When using makeup to solve your brow woes, DeVries stresses the importance of keeping things natural.
“The last thing you want to do is to draw an outline of your brows and color them in,” she says. Instead, aim to be deliberate and careful with making up your brows so they don’t get that “drawn on” look. For this, she says to take an angled brow brush with a brow powder and use it to make hair-like strokes that go along the natural hair direction and shape.
“If you're someone who has very little hair, then use a pencil to extend the ‘tail’ of the brow. If you have darker hair, make sure whatever brow product you choose is a shade lighter than your hair.”
Speaking of different shades, Healy recommends using tinted brow gels if your eyebrows are too light, either naturally or from being bleached by the sun.
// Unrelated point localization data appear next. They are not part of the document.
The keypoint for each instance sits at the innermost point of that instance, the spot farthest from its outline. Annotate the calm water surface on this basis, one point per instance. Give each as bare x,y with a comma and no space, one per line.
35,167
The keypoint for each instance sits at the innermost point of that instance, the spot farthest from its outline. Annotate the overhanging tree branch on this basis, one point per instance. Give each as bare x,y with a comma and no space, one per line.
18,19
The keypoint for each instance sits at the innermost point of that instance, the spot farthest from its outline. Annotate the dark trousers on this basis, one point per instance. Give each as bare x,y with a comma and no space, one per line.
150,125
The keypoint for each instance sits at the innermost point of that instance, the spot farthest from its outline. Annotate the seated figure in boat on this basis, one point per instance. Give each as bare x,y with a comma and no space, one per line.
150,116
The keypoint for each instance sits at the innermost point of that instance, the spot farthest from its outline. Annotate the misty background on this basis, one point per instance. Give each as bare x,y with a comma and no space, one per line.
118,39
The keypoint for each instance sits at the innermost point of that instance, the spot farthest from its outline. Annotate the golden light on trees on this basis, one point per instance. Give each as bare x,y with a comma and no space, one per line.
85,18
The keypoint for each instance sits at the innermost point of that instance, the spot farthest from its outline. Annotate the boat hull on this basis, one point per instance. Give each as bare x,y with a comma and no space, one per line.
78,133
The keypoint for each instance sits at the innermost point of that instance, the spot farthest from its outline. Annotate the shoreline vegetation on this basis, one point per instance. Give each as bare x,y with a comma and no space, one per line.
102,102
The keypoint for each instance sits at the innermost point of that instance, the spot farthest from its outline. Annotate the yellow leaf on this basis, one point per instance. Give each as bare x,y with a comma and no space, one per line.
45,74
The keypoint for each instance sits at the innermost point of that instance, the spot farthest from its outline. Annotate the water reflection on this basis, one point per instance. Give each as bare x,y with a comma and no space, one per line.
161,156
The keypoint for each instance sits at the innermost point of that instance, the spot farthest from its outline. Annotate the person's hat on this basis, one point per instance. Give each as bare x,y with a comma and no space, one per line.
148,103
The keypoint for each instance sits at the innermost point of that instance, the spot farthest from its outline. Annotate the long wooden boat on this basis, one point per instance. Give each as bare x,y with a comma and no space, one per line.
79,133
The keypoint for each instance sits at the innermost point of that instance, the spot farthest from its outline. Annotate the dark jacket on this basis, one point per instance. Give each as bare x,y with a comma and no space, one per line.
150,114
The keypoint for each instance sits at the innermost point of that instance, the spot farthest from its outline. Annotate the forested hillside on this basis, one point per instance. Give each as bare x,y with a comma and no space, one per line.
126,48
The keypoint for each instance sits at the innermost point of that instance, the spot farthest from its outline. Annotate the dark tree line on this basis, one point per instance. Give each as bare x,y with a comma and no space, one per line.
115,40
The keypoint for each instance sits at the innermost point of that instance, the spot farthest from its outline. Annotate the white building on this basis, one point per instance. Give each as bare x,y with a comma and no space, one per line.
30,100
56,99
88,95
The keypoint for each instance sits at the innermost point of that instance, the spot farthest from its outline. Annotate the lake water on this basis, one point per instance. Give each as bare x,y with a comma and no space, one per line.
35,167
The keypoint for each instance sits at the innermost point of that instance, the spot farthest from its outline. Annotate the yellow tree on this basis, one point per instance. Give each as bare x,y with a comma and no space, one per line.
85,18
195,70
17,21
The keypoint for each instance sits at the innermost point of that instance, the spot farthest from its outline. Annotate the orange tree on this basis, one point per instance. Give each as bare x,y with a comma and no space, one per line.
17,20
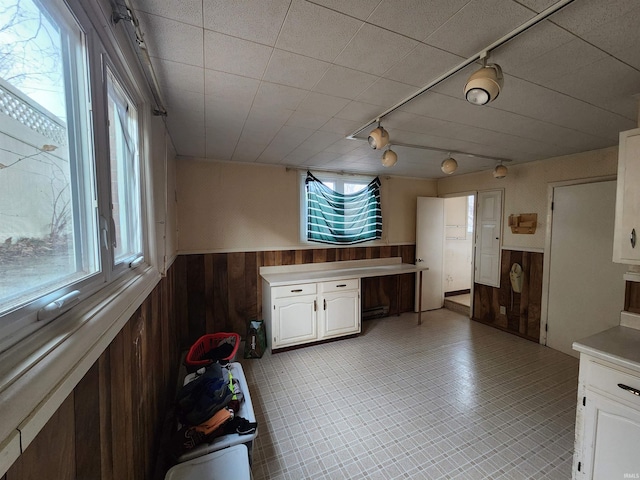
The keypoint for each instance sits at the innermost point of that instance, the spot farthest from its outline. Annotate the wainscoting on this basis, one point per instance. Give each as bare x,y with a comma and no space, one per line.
522,309
110,426
220,292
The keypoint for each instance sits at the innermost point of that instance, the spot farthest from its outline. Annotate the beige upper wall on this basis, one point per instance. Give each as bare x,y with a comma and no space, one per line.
526,187
224,206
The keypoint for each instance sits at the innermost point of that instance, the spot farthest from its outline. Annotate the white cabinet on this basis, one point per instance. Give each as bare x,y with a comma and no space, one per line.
297,314
626,240
607,421
340,308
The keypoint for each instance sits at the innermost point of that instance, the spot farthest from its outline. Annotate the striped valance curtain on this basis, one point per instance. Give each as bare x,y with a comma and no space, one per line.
342,219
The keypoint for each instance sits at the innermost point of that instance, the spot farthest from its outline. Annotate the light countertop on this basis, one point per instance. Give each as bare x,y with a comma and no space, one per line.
619,345
289,278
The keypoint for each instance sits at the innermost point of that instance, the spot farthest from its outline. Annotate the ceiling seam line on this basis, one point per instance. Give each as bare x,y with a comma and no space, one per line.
506,38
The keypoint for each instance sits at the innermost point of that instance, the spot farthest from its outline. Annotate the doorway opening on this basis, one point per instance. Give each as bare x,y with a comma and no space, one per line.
457,277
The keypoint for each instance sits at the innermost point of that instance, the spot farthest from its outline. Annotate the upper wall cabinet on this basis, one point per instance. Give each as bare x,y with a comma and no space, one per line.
626,240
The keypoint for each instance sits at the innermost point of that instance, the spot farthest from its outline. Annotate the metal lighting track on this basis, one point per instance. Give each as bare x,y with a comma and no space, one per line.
509,36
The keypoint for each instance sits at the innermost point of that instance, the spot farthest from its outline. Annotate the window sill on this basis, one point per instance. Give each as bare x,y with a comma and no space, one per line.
39,373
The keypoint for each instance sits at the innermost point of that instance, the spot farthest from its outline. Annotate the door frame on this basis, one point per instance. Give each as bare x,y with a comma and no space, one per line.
474,194
544,305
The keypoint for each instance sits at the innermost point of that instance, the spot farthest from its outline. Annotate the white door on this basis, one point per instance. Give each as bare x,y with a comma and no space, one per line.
429,252
488,234
586,289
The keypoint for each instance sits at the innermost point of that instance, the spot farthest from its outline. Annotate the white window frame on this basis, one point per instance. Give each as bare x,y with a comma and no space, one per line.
339,180
41,364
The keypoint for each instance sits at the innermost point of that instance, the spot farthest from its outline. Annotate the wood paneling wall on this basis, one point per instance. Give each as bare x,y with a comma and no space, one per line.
110,425
523,318
221,292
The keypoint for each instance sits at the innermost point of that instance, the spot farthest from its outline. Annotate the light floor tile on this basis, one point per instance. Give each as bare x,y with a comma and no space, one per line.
450,398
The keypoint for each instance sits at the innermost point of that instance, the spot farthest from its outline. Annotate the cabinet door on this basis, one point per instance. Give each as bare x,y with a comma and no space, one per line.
294,320
626,241
340,313
614,430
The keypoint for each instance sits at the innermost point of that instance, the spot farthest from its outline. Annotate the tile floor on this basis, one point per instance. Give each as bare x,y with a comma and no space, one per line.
451,398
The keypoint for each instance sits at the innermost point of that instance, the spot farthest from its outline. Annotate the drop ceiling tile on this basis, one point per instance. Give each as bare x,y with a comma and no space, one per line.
374,50
182,101
359,112
248,150
234,55
316,31
340,125
415,18
320,104
298,157
618,35
230,86
532,45
321,159
254,20
186,11
178,76
422,65
171,40
220,144
559,62
587,16
360,9
559,109
220,110
344,82
320,140
307,120
538,5
281,96
287,139
476,26
586,84
386,93
343,146
294,70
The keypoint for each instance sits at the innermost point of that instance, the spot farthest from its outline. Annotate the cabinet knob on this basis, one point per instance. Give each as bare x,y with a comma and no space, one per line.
629,389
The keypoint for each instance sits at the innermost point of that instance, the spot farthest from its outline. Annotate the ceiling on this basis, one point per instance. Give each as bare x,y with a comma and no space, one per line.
285,82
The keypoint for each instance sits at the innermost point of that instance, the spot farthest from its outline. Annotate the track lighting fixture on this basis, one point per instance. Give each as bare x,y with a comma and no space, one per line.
449,165
378,137
500,171
389,157
484,85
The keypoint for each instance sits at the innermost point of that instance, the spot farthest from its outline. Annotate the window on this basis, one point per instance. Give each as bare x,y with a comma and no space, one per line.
70,175
125,173
48,237
341,211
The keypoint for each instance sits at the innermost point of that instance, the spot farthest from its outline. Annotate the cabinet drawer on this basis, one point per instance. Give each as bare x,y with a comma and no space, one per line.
293,290
338,285
608,380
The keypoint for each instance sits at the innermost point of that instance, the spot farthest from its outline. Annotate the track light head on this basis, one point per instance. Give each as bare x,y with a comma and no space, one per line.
500,171
389,158
484,85
378,137
449,165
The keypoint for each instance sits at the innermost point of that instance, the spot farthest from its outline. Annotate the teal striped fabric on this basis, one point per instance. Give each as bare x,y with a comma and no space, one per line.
341,219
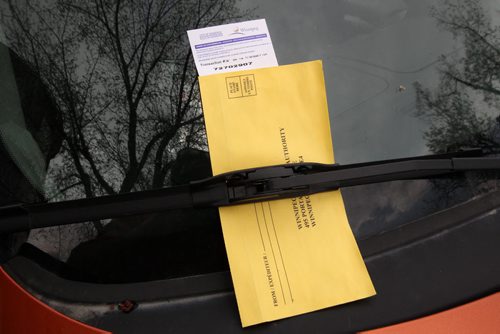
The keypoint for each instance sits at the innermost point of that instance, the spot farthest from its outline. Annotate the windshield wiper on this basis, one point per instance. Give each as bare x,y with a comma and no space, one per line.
243,186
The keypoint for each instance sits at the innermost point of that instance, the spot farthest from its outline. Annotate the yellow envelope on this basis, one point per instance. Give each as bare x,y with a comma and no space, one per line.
289,256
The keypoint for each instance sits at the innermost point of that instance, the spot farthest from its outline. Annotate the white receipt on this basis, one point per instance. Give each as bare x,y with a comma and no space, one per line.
232,47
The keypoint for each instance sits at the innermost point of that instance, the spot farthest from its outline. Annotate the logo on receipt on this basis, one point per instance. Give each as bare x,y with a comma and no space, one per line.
232,47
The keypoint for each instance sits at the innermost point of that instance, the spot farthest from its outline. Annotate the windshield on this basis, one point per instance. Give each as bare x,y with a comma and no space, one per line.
102,98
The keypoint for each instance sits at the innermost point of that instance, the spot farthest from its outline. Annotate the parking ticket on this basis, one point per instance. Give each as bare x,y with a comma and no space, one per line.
232,47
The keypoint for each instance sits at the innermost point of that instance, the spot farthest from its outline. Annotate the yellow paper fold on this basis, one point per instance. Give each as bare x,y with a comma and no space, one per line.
289,256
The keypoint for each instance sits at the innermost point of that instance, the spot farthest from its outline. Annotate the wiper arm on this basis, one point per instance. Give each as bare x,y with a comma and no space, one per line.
244,186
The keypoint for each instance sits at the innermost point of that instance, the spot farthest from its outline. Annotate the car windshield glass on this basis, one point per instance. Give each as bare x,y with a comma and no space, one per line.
102,98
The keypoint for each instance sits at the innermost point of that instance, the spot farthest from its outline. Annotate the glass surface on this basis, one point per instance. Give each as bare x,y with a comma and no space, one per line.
99,99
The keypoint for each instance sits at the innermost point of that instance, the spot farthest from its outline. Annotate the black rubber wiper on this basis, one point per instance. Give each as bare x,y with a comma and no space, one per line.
243,186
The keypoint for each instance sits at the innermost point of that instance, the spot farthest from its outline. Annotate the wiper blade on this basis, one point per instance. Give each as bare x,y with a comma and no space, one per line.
243,186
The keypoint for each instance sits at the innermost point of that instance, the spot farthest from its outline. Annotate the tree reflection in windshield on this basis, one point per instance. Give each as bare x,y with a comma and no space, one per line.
463,109
122,77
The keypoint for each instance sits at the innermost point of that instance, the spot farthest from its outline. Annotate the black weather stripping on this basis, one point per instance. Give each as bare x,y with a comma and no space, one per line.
243,186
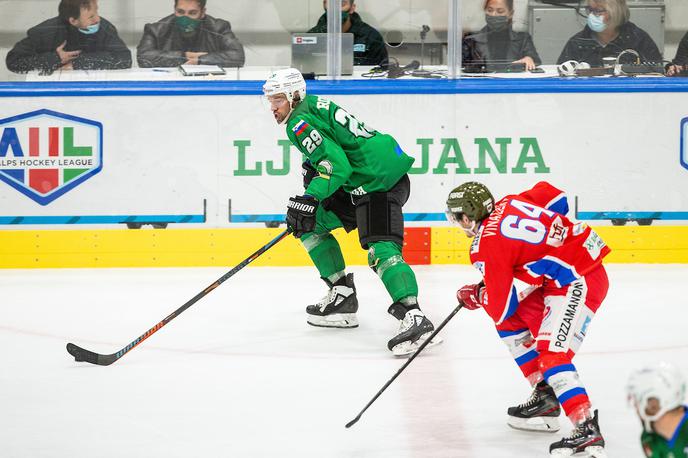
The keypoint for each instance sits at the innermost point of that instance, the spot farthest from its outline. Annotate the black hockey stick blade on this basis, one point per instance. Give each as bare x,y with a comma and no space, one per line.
405,365
83,355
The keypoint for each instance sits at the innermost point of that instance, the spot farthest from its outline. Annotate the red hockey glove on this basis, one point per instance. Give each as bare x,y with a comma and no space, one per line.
471,296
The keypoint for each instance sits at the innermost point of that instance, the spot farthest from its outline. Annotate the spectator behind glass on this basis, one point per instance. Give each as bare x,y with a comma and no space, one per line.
497,43
77,39
607,33
680,63
190,36
369,47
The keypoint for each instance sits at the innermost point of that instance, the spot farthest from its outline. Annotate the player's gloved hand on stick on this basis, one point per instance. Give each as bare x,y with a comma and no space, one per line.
301,214
471,296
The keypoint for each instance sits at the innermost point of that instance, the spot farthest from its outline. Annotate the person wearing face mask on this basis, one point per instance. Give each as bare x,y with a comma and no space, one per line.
496,44
608,32
528,237
658,392
78,38
190,36
369,47
679,65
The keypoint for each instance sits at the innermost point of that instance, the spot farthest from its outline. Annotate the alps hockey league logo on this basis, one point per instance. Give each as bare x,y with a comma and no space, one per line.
44,154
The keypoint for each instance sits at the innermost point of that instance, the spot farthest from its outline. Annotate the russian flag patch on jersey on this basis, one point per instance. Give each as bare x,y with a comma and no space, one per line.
300,127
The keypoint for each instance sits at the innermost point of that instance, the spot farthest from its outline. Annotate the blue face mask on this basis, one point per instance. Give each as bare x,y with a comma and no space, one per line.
91,29
596,23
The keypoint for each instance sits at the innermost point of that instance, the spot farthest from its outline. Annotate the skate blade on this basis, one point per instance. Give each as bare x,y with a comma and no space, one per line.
537,424
408,348
596,452
336,320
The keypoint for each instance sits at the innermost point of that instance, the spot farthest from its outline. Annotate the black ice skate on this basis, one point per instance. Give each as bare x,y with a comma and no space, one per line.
338,308
585,438
414,329
539,413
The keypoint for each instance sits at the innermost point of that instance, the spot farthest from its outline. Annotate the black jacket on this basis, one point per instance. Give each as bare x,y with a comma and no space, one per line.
476,49
369,47
162,44
100,51
583,47
682,52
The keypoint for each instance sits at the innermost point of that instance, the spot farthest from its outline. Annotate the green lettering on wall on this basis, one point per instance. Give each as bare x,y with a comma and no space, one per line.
451,145
424,156
530,144
70,149
485,149
286,149
241,170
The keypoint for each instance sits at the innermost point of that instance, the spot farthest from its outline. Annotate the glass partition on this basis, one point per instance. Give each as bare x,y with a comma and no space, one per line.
381,38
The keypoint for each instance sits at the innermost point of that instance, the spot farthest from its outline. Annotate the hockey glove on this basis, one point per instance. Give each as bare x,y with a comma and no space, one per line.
471,296
301,214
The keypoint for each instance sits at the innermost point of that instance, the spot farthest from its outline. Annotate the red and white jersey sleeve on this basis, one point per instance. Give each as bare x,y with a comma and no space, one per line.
528,237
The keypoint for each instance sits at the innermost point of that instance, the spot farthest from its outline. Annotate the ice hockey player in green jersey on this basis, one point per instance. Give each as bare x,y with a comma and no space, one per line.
657,393
354,177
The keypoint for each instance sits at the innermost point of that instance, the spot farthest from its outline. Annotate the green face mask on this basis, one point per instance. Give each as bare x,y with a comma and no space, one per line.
186,24
345,16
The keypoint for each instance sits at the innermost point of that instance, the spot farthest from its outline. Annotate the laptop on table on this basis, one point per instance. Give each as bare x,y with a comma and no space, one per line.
309,53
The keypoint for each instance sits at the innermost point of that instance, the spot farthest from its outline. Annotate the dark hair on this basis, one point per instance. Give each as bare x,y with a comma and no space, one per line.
509,4
72,8
200,2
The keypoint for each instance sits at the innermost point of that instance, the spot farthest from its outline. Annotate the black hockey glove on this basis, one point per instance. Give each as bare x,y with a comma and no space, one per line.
301,214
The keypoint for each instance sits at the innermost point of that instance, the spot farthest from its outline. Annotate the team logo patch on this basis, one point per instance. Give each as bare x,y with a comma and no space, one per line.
44,154
325,169
300,127
684,143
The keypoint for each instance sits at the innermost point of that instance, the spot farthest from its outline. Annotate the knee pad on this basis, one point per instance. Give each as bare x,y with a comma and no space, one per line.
379,218
521,345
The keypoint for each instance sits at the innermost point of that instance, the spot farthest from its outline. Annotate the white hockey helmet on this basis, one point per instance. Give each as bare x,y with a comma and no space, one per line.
288,82
661,381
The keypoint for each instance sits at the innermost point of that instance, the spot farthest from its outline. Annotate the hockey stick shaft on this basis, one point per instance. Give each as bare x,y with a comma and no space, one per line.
405,365
81,354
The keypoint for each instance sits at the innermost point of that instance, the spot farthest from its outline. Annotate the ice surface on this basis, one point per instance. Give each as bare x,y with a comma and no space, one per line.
241,374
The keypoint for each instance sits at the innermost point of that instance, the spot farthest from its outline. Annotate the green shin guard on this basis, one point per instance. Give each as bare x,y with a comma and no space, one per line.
325,253
399,280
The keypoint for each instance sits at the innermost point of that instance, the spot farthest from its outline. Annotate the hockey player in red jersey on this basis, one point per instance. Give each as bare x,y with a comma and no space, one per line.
527,237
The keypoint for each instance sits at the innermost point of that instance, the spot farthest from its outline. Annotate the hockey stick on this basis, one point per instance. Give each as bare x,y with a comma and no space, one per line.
416,353
81,354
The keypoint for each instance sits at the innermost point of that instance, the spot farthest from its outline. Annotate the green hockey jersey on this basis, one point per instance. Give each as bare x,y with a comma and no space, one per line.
655,446
345,152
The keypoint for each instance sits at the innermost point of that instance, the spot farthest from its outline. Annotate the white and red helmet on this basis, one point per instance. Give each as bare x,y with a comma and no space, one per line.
661,381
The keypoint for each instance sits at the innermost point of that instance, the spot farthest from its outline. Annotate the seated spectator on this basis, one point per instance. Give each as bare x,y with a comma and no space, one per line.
609,32
369,47
658,394
190,36
680,63
496,44
77,39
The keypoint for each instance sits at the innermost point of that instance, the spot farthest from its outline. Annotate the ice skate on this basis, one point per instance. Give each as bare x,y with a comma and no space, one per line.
338,308
585,441
539,413
414,329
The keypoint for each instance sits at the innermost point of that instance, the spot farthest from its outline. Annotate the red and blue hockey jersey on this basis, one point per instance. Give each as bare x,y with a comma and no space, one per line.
527,236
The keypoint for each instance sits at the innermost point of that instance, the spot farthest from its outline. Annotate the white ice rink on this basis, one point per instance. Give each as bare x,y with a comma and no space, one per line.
241,374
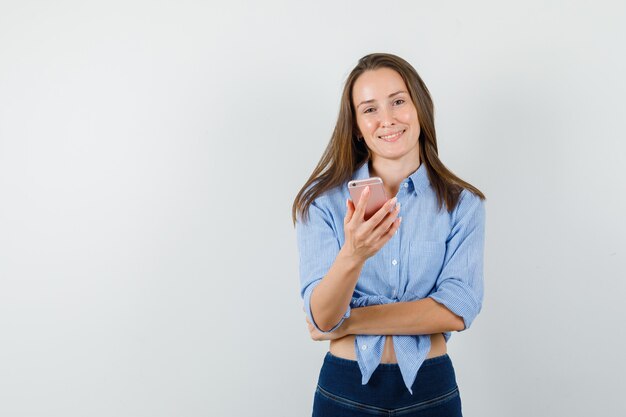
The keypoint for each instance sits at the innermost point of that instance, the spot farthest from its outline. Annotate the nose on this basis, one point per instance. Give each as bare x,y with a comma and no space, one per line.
386,117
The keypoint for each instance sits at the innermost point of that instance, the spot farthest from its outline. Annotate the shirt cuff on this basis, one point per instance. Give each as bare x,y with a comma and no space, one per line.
307,309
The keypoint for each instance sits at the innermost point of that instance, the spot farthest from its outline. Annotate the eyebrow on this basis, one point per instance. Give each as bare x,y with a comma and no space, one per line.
372,100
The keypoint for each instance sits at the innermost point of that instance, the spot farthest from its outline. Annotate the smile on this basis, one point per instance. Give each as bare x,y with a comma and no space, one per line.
393,137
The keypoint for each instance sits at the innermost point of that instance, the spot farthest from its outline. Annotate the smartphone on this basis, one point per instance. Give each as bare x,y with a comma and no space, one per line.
377,197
Essentially, follow this framework to determine which product is best for you.
“Powder is good if you need more density, pencil is good if you need the perimeter line work worked out, and if the hair itself is discolored, then using a tinted gel would be great,” he says.
DeVries recommends Latisse, which she calls a “game-changer” if you're looking for a quick fix. “Even though it is designed for the lashes, it certainly does not hurt to brush it through the brows as well,” she shares.
Since it’s on the pricier side, she likes to use it twice a week in conjunction with the black castor oil, which is more affordable.
As for Healy, his favorite brow product is his very own Brow Renovation Serum. It contains peptides, amino acids and hyaluronic acid, making it more than just a conditioner. “It gets the lashes growing,” he says.
Before you even sit down at your next eyebrow appointment, remember to ask for just a clean up.
“Remind them that you don't want anything taken off the shape because you're still growing them out,” says DeVries. “This will help you keep your sanity and your brows looking gorgeous!”